Of course, as was the case with Fry, a second successful novel was not enough for Madoc. Nor was a third, or a poetry collection, play, or a deal to write and direct the film adaptation of one of his books. The film gets nominated for three Oscars, by the way. For Madoc, as with any human being given absolute power, inspiration, or anything else, it will never be enough.

Enter Dream, who puts an end to all that. He floods Madoc with so many story ideas that it drive the writer insane, compelling him to release Calliope. Similarly, Fry is found dead, supposedly poisoned, despite the fact that bezoars are meant to protect against any poison.

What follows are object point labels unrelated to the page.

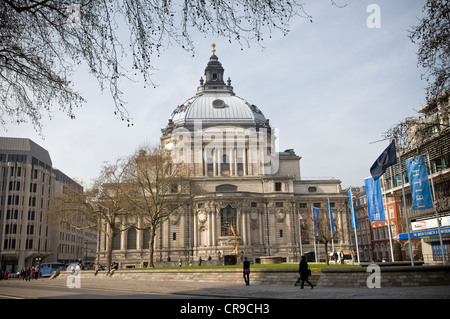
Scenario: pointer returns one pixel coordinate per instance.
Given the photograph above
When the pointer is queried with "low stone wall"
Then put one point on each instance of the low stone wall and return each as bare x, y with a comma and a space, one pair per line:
389, 276
267, 276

Dream’s actions display the way he changed and matured during his imprisonment, which occurred largely at the same time as Calliope’s. We learn that Dream and the muse once had a relationship which resulted in a son, the mythological figure Orpheus. Now, we know Dream can hold a real good grudge. After all, Nada, is still in hell. Both Calliope and Dream note his maturation, the former says, “You have changed Oneiros. In the old days, you would have left me to rot forever, without turning a hair,” before asking, “Do you still hate me? For what I did?” Dream responds, “No, I no longer hate you Calliope. I have learned much in recent times and… No matter. I do not hate you, child.”

It’s pretty incredible that there’s so much room for growth in the saga of one of the seven immortal beings in the universe. Remember, in this diegesis, even gods can die when the living stop believing in them. As Chuck Palahniuk put it in “Fight Club,” “On a long enough timeline, everyone’s survival rate drops to zero.” In “Facade,” Death explains this is true even of the seven Endless, saying “When the first living thing existed, I was there, waiting. When the last living thing dies, my job will be finished. I’ll put the chairs on the tables, turn out the lights and lock the universe behind me when I leave.”

It seems Dream’s development will continue in the next collection. The synopsis for “Seasons of Mist” indicates that Dream travels to Hell to free Nada after millennia of incarceration and torment. We’ll just have to wait and see whether or not that means he’s forgiven her. I know I’m excited.